Given a sorted linked list, write a function to remove all the duplicate elements from the list, such that each element appears only once.

Example:

Input: 1 -> 1 -> 2 Output: 1 -> 2

Input: 1 -> 1 -> 2 -> 3 -> 3 Output: 1 -> 2 -> 3

Solution:

One approach to solve this problem is to traverse the linked list and keep track of the previous node and the current node. If the data of the previous node and the current node are the same, then we can remove the current node by skipping it.

## Solution in Java:

While Java does have a built-in `LinkedList`

class, it’s a good idea to understand how linked lists work and implement your own class. This can help you gain a better understanding of the data structure and make it easier to solve problems during an interview.

When implementing your own linked list class in Java, you’ll need to define a `Node`

class to represent each node in the list. The `Node`

class should have a `value`

field to store the data and a `next`

field to store a reference to the next node in the list.

You can then define a `LinkedList`

class that has a `head`

field to store a reference to the first node in the list. The `LinkedList`

class should have methods to add and remove nodes from the list, as well as to traverse the list and perform any necessary operations.

```
class ListNode {
int val;
ListNode next;
ListNode(int x) { val = x; }
}
public ListNode deleteDuplicates(ListNode head) {
ListNode curr = head;
while (curr != null && curr.next != null) {
if (curr.val == curr.next.val) {
curr.next = curr.next.next;
} else {
curr = curr.next;
}
}
return head;
}
```

## Solution in Ruby:

In Ruby, there is a built-in `LinkedList`

class that you can use to implement a linked list. However, it’s important to understand how linked lists work and how to implement them yourself without relying on libraries. This will give you a better understanding of the underlying data structure and help you to write more efficient code.

```
class ListNode
attr_accessor :val, :next
def initialize(val = 0, _next = nil)
@val = val
@next = _next
end
end
def delete_duplicates(head)
curr = head
while curr && curr.next
if curr.val == curr.next.val
curr.next = curr.next.next
else
curr = curr.next
end
end
head
end
```

## Solution in Python:

```
class ListNode:
def __init__(self, val=0, next=None):
self.val = val
self.next = next
def delete_duplicates(head: ListNode) -> ListNode:
curr = head
while curr and curr.next:
if curr.val == curr.next.val:
curr.next = curr.next.next
else:
curr = curr.next
return head
```

## Solution in JavaScript:

```
function ListNode(val) {
this.val = val;
this.next = null;
}
var deleteDuplicates = function(head) {
var curr = head;
while (curr !== null && curr.next !== null) {
if (curr.val === curr.next.val) {
curr.next = curr.next.next;
} else {
curr = curr.next;
}
}
return head;
};
```

In each of the solutions above, we define a `ListNode`

class to represent each node in the linked list. We then define a function called `deleteDuplicates`

which takes the head of the linked list as input.

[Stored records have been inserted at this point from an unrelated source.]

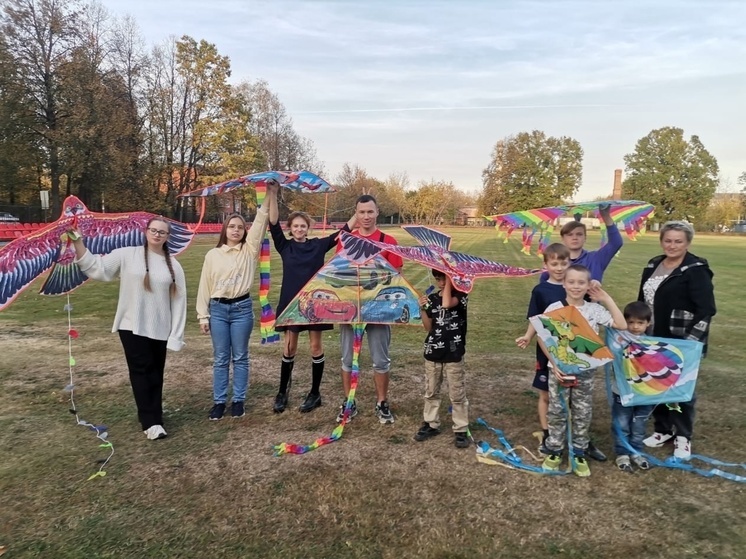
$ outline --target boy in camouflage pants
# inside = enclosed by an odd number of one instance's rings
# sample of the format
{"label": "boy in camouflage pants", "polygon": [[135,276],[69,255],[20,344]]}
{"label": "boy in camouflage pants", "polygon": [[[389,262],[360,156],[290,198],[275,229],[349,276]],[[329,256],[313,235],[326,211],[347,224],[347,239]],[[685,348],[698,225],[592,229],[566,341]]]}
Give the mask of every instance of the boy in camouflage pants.
{"label": "boy in camouflage pants", "polygon": [[[565,272],[563,285],[566,298],[564,301],[549,305],[545,313],[572,305],[588,321],[588,324],[598,332],[598,327],[612,326],[619,330],[627,328],[622,311],[619,310],[611,296],[601,289],[600,285],[591,286],[591,274],[588,268],[580,265],[570,266]],[[585,301],[586,294],[594,302]],[[597,302],[596,302],[597,301]],[[601,304],[600,304],[601,303]],[[549,355],[552,373],[549,375],[549,437],[546,447],[551,452],[546,457],[542,468],[547,471],[558,470],[562,462],[562,449],[565,446],[567,426],[567,407],[572,412],[572,464],[573,472],[581,477],[591,475],[588,462],[585,459],[588,448],[588,430],[591,425],[593,402],[593,370],[582,371],[575,375],[573,382],[559,369],[557,363]],[[564,388],[560,389],[560,386]]]}

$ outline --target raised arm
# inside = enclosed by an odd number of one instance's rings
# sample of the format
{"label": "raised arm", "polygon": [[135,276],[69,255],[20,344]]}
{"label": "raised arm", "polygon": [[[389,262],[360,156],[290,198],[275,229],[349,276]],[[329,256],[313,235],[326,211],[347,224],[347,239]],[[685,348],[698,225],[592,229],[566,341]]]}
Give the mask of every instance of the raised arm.
{"label": "raised arm", "polygon": [[[616,223],[614,223],[614,220],[611,218],[609,206],[600,207],[598,214],[606,225],[608,242],[595,251],[592,258],[596,260],[601,270],[605,271],[606,268],[609,267],[609,264],[611,264],[611,259],[614,258],[614,255],[619,252],[620,248],[622,248],[624,240],[622,239],[622,234],[619,232],[619,227],[617,227]],[[593,279],[601,281],[601,278]]]}

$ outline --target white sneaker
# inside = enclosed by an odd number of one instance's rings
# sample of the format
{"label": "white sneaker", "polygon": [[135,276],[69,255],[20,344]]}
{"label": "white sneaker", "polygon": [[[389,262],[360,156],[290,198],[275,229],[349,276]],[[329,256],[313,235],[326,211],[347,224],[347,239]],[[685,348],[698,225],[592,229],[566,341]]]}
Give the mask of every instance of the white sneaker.
{"label": "white sneaker", "polygon": [[148,437],[148,440],[151,441],[162,439],[168,436],[168,433],[166,433],[166,430],[163,428],[162,425],[152,425],[145,431],[143,431],[143,433],[145,433],[145,436]]}
{"label": "white sneaker", "polygon": [[673,441],[673,455],[679,460],[689,460],[692,457],[692,448],[689,439],[676,437]]}
{"label": "white sneaker", "polygon": [[650,448],[660,448],[672,438],[673,435],[668,433],[653,433],[647,439],[643,440],[642,444]]}

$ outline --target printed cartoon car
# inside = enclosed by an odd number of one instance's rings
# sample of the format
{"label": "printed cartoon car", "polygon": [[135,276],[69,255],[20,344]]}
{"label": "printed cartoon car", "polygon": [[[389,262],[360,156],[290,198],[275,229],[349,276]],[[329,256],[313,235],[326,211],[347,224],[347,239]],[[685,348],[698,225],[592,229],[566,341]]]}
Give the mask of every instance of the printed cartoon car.
{"label": "printed cartoon car", "polygon": [[420,318],[420,307],[403,287],[384,287],[375,299],[363,304],[360,315],[361,322],[406,324],[412,318]]}
{"label": "printed cartoon car", "polygon": [[349,322],[355,318],[357,309],[349,301],[341,301],[336,293],[329,289],[305,291],[300,296],[298,310],[311,322],[331,320]]}

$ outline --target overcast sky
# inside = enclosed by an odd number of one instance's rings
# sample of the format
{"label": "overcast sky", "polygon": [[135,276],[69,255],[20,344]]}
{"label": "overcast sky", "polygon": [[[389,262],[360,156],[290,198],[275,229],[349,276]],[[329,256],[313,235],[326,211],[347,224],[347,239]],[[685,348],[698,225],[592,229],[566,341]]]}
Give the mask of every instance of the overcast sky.
{"label": "overcast sky", "polygon": [[746,1],[104,0],[149,45],[189,35],[264,79],[333,180],[481,188],[497,140],[571,136],[576,200],[654,128],[697,135],[735,188],[746,171]]}

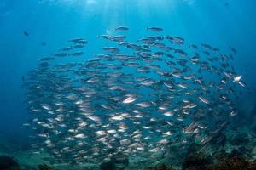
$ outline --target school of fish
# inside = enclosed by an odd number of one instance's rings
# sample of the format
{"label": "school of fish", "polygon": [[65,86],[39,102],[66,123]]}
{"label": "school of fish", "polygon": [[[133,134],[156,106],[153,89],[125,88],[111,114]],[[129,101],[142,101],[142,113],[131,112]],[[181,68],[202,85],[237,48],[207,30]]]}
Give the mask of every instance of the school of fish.
{"label": "school of fish", "polygon": [[[129,42],[120,26],[100,35],[102,54],[79,59],[89,43],[70,46],[40,59],[26,77],[32,147],[59,162],[101,162],[122,154],[152,157],[171,147],[207,144],[239,111],[238,91],[246,88],[232,65],[236,50],[226,54],[207,43],[188,44],[183,37],[150,36]],[[153,36],[152,36],[153,35]],[[81,57],[82,59],[82,57]]]}

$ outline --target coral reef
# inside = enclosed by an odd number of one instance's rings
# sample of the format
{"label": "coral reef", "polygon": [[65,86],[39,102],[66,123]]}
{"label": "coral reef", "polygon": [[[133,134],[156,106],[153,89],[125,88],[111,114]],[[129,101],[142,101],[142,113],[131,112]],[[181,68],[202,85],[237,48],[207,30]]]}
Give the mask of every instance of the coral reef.
{"label": "coral reef", "polygon": [[1,170],[20,170],[20,166],[12,157],[9,156],[1,156],[0,169]]}
{"label": "coral reef", "polygon": [[208,165],[212,163],[212,158],[202,153],[192,153],[183,162],[182,169],[186,170],[205,170]]}
{"label": "coral reef", "polygon": [[129,164],[129,159],[123,156],[118,155],[111,158],[110,161],[101,164],[101,170],[123,170]]}
{"label": "coral reef", "polygon": [[162,164],[153,167],[148,167],[146,170],[173,170],[173,168],[166,164]]}
{"label": "coral reef", "polygon": [[255,170],[256,162],[248,162],[241,157],[231,157],[225,162],[210,166],[207,170]]}

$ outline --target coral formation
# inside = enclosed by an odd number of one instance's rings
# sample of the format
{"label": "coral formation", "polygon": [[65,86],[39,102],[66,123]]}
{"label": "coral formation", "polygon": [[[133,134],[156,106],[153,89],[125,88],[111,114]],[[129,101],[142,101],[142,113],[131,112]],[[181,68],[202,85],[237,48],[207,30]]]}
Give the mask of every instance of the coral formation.
{"label": "coral formation", "polygon": [[148,167],[146,170],[173,170],[173,169],[166,164],[162,164],[153,167]]}

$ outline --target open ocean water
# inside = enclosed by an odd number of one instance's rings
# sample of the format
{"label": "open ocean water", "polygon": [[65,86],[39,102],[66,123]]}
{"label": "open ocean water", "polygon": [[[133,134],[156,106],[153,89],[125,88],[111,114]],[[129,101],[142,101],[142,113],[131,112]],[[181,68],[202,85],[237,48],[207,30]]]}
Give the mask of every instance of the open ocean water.
{"label": "open ocean water", "polygon": [[0,0],[0,170],[256,169],[255,7]]}

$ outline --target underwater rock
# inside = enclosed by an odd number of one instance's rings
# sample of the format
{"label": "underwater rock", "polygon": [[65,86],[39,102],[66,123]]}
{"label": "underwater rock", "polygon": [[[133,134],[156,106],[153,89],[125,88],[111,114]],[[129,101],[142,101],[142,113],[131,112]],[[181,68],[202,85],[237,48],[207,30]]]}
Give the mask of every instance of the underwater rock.
{"label": "underwater rock", "polygon": [[247,133],[238,133],[230,140],[230,143],[234,145],[241,145],[248,142],[250,142],[250,139]]}
{"label": "underwater rock", "polygon": [[1,170],[20,170],[20,166],[12,157],[9,156],[1,156],[0,169]]}
{"label": "underwater rock", "polygon": [[207,167],[212,163],[212,158],[202,153],[190,154],[183,162],[183,170],[205,170]]}
{"label": "underwater rock", "polygon": [[101,164],[101,170],[123,170],[129,165],[129,159],[123,155],[117,155],[109,162]]}
{"label": "underwater rock", "polygon": [[218,162],[224,162],[230,157],[230,154],[225,151],[225,150],[219,150],[214,152],[213,157]]}
{"label": "underwater rock", "polygon": [[223,163],[214,165],[207,169],[209,170],[255,170],[256,162],[248,162],[241,157],[232,157]]}
{"label": "underwater rock", "polygon": [[219,146],[224,147],[226,144],[226,142],[227,142],[226,136],[224,133],[219,133],[218,136],[212,139],[211,144],[217,144],[218,147]]}
{"label": "underwater rock", "polygon": [[245,146],[232,150],[230,157],[242,157],[247,152]]}
{"label": "underwater rock", "polygon": [[101,164],[101,170],[115,170],[116,167],[113,162],[106,162]]}
{"label": "underwater rock", "polygon": [[173,168],[166,164],[162,164],[153,167],[148,167],[146,170],[173,170]]}
{"label": "underwater rock", "polygon": [[38,170],[54,170],[54,168],[46,164],[39,164]]}

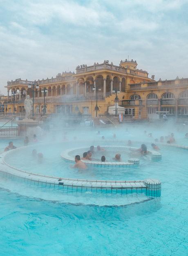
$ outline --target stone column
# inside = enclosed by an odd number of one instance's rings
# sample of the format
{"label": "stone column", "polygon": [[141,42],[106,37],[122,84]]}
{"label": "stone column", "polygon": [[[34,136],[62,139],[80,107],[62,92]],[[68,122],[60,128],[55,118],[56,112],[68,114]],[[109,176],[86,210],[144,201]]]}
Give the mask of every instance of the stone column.
{"label": "stone column", "polygon": [[106,78],[103,78],[103,97],[104,98],[106,97]]}
{"label": "stone column", "polygon": [[95,80],[94,80],[94,87],[95,88],[95,91],[93,91],[93,94],[94,94],[94,95],[95,95],[95,94],[96,93],[96,81],[95,81]]}
{"label": "stone column", "polygon": [[85,82],[84,83],[84,97],[86,96],[87,92],[87,83]]}
{"label": "stone column", "polygon": [[78,83],[77,82],[76,83],[76,95],[78,96]]}
{"label": "stone column", "polygon": [[111,79],[111,82],[110,82],[110,91],[111,93],[111,94],[112,93],[112,91],[113,91],[113,80]]}
{"label": "stone column", "polygon": [[175,115],[176,117],[177,118],[178,116],[178,100],[177,99],[176,99],[175,100],[176,103]]}
{"label": "stone column", "polygon": [[158,99],[158,111],[161,111],[161,99]]}
{"label": "stone column", "polygon": [[119,91],[120,92],[121,91],[121,81],[119,82]]}

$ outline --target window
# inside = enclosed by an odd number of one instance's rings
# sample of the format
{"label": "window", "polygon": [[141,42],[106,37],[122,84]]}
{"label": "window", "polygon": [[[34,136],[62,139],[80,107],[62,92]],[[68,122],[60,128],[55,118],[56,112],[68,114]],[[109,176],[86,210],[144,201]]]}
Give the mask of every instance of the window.
{"label": "window", "polygon": [[141,100],[141,97],[138,94],[133,94],[130,96],[130,100]]}
{"label": "window", "polygon": [[188,91],[182,92],[179,95],[180,98],[188,98]]}
{"label": "window", "polygon": [[158,99],[158,96],[156,93],[150,93],[147,96],[147,98],[148,100],[152,100],[152,99]]}
{"label": "window", "polygon": [[88,115],[89,114],[89,107],[88,106],[84,106],[83,110],[84,115]]}
{"label": "window", "polygon": [[168,115],[175,115],[175,108],[172,106],[163,107],[161,108],[161,111],[169,112]]}
{"label": "window", "polygon": [[162,98],[163,99],[172,99],[175,98],[174,93],[165,93],[163,94]]}
{"label": "window", "polygon": [[180,115],[188,115],[188,107],[179,107],[178,109],[178,114]]}
{"label": "window", "polygon": [[134,109],[125,109],[125,115],[132,115],[132,116],[134,116],[135,112]]}
{"label": "window", "polygon": [[157,109],[157,107],[148,108],[148,114],[156,114]]}

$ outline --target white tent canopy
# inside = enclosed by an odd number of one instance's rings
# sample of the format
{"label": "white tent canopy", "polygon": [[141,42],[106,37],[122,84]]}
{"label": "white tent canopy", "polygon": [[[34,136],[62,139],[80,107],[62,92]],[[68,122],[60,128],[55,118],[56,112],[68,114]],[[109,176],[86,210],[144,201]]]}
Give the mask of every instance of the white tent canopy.
{"label": "white tent canopy", "polygon": [[[118,103],[116,104],[117,109],[117,113],[121,114],[125,113],[125,108],[118,105]],[[110,115],[114,115],[116,113],[116,104],[114,106],[108,107],[108,113]]]}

The function then iterates through the linked list using a while loop, keeping track of the current node (`curr`

) and its next node. If the data of the current node and its next node are the same, we skip the next node by setting the `next`

pointer of the current node to point to the node after the next node. Otherwise, we move on to the next node.

The time complexity of the above solution is O(n) where n is the number of nodes in the linked list. This is because we only need to traverse the linked list once, and each operation inside the loop is constant time.

An alternative solution to remove duplicates from a sorted linked list is to use a hash set to keep track of the values we have already seen. We can then iterate through the linked list and remove any nodes whose values are already in the hash set.

## Pseudocode for the alternative solution:

```
function removeDuplicates(head):
if head is null:
return null
seen = new set()
curr = head
prev = null
while curr is not null:
if curr.val in seen:
prev.next = curr.next
else:
seen.add(curr.val)
prev = curr
curr = curr.next
return head
```

In the code above, we first check if the linked list is empty and return `null`

if it is. We then create an empty hash set called `seen`

and initialize the current node `curr`

to the head of the linked list and the previous node `prev`

to `null`

.

We then loop through the linked list using a while loop, checking if the value of the current node is already in the `seen`

hash set. If it is, we skip the current node by setting the `next`

pointer of the previous node to the node after the current node. Otherwise, we add the value of the current node to the `seen`

hash set and set `prev`

to `curr`

. We then move on to the next node by setting `curr`

to `curr.next`

.

Finally, we return the head of the linked list which now contains only unique elements.

The time complexity of this solution is also O(n) where n is the number of nodes in the linked list, but it requires additional memory to store the hash set. However, it can be more efficient if the linked list is not sorted or if duplicates are more common, as the previous solution would require iterating through the entire list to remove duplicates.